Gender and military researcher finds Vance verdict discouraging
Arbour also recommended the military’s formal definition of sexual misconduct should be “abolished” as it’s currently “is too broad a term” that captures everything from sexual assault and harassment, to the many micro aggressions that are the “weapons of choice for the expression of discriminatory views, harmful stereotypes and even unconscious biases.”
The military should bring its definition in line with wording of the criminal code, with sexual assault included as a standalone item in the definitions sections of the relevant CAF policies.
Furthermore, criminal code sexual offences should be removed from the jurisdiction of the CAF, Arbour said. They should be prosecuted exclusively in civilian criminal courts in all cases.
Arbour also recommends the defence minister examine what efforts are being made to correct the over-representation of white men in high-ranking positions, and create a system of progressive targets for the promotion of women to increase the number of women in each rank, including top ones.
Arbour submitted her final report to Defence Minister Anita Anand on May 20. However, the government had until May 30 to make the report public.
It is not the first report to probe the culture of the Canadian Forces — the landmark 2015 report by former Supreme Court justice Marie Deschamps described a “toxic” environment that was hostile to women and LGBTQ members, and where sexual harassment and misconduct were routinely swept under the rug.
Arbour was tasked specifically with providing recommendations on how best to set up an independent system for reporting military sexual misconduct. She issued an interim recommendation in the fall that sexual misconduct cases should be handled by civilian authorities until a new system is in place.
Anand implemented that recommendation, but there remain dozens of cases that are not being transferred because they are close to completion within the military system.

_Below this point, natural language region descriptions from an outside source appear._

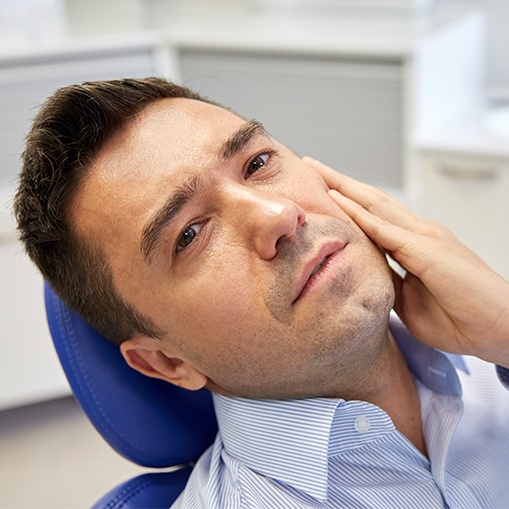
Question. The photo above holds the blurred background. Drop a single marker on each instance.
(409, 95)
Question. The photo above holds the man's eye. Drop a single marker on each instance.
(187, 236)
(257, 162)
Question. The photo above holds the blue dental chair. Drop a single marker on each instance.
(148, 421)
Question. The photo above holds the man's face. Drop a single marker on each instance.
(229, 242)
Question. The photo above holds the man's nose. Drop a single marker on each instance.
(265, 218)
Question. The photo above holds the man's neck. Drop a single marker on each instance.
(390, 385)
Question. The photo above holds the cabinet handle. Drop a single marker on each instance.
(466, 173)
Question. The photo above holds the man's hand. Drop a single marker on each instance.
(449, 298)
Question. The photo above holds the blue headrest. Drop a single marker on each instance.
(146, 420)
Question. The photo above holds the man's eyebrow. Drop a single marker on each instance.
(166, 214)
(235, 143)
(178, 200)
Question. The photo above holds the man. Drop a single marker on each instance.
(216, 257)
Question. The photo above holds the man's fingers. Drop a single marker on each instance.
(372, 199)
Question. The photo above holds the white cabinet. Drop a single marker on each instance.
(29, 369)
(470, 194)
(329, 107)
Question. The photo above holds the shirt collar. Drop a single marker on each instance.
(285, 440)
(288, 440)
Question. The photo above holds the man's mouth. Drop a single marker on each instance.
(316, 269)
(319, 266)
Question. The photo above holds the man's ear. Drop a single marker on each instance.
(152, 358)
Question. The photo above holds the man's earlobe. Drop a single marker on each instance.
(151, 358)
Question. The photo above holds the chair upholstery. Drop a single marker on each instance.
(146, 420)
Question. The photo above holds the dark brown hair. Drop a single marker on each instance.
(68, 131)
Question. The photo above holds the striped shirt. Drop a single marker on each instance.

Fixing the culture of sexual misconduct and abuse of power is Anand’s top priority, she has said.
Anand should inform the House of Commons by the end of the year which recommendations she does not intend to implement, Arbour said in the report.
The person appointed to oversee the implementation of recommendations in the report should produce monthly “monitoring assessment and advice” reports directly to the minister and publish bi-annual public reports, she added.